In 1963, The Beatles were still trying to figure out what they wanted to be. They had spent most of the early ‘60s playing the clubs across Liverpool, and their debut Please Please Me was a way of capturing their live sound. When it came time to deliver the next album though, the band did have a few clunkers left over from the original session.
The original vision for With the Beatles was to give the public more of what they wanted, taking the rock and roll stompers of the first record and balancing them out with the love songs that they were getting better at. Although fans got to hear a different side of the band on this record, John Lennon was never that pleased with the song ‘Hold Me Tight’.
Though the song was a straight-ahead rock and roll love track, it was actually a leftover from their famous marathon session to record Please Please Me. Since it wasn’t good enough to be on the first album, Lennon didn’t have much to say about the song after the fact, saying: “That was Paul’s. Maybe I stuck some bits in there – I don’t remember. It was a pretty poor song and I was never really interested in it either way.”
McCartney was never that fond of the song either, not remembering much about the recording process. Since this was the early Beatles though, the focus was never to write the next ‘Strawberry Fields Forever‘. When discussing the early years, McCartney made it clear that every song was just trying to capitalise on having a nice single. He said: “When we first started it was all singles and we were always trying to write singles, That’s why you get lots of these two minute 30 second songs; they all came out the same length. ‘Hold Me Tight’ was a failed attempt at a single which then became an acceptable album filler.”
There were even a handful of great songs that Lennon suggested were filler though, thinking that the song ‘Yes It Is’ was him trying to redo the song ‘This Boy’ and failing by comparison. Then again, this was only the beginning of the Beatles’ magic.
With each passing month, the band progressed by leaps and bounds. Never content to stay in one genre of music, every one of their songs had to have something different, whether that be new instruments or some weird structure that they hadn’t heard before.
Even when they were making classics, Lennon still had the same animosity towards his own work.

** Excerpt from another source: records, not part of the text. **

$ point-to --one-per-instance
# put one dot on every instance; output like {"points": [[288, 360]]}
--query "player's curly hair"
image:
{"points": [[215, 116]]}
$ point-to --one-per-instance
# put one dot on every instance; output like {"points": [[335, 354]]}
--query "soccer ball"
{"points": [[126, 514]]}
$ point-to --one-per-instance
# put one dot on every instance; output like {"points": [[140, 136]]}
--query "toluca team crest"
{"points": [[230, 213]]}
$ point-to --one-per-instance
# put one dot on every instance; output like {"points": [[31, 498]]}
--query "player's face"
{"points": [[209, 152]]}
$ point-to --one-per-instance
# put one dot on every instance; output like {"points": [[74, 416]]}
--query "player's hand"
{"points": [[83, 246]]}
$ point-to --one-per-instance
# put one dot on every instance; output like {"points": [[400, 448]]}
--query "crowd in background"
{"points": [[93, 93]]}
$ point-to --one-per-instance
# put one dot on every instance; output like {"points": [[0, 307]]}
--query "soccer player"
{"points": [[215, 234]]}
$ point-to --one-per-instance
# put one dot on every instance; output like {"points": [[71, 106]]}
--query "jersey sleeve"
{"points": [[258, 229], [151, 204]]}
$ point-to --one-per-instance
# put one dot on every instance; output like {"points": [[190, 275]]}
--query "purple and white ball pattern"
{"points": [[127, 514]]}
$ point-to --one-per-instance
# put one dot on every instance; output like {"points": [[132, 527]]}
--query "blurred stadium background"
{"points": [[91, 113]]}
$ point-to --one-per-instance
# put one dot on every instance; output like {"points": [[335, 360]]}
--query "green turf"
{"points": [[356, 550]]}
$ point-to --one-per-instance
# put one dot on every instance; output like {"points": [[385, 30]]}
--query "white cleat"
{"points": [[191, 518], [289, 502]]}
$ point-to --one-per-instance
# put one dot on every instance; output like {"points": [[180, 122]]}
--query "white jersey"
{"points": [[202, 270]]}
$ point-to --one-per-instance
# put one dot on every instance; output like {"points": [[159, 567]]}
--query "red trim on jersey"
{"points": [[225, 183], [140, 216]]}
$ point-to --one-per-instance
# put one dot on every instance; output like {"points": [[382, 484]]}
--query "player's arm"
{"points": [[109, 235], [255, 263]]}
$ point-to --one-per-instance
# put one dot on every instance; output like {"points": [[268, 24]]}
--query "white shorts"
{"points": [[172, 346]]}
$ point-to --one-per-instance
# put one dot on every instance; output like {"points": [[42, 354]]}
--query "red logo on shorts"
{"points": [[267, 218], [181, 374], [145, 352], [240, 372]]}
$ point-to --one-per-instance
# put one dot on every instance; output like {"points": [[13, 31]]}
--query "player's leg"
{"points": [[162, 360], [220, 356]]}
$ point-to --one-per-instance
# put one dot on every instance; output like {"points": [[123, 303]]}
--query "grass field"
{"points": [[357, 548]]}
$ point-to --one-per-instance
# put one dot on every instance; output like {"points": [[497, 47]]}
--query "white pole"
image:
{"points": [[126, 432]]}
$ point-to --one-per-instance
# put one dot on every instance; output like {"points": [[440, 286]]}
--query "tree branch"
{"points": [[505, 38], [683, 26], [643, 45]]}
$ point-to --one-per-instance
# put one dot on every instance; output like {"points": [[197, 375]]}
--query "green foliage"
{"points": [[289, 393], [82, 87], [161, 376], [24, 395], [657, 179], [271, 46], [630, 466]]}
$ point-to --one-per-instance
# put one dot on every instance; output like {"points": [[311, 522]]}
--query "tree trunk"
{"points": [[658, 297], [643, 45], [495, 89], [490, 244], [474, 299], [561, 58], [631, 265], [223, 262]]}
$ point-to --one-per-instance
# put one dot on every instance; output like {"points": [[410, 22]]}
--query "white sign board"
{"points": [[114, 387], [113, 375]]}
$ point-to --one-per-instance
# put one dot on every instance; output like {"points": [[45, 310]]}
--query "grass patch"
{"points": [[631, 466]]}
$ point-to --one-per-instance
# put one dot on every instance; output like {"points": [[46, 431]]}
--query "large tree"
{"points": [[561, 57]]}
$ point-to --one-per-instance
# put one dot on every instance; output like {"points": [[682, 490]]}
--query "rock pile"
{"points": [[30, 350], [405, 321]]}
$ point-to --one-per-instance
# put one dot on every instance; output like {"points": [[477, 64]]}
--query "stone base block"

Years after working with them, producer George Martin had mentioned that Lennon had a desire to redo every single Beatles song because he thought the production values were terrible, being most aggrieved at how poor ‘Strawberry Fields Forever’ came out.
Though artists can sometimes be the harshest critics of their own work, it’s hard to compete with some of the greatest recordings ever made. It’s tough not to realise the vision in your head, but the music world is all the more fortunate that the Beatles had such high standards for themselves.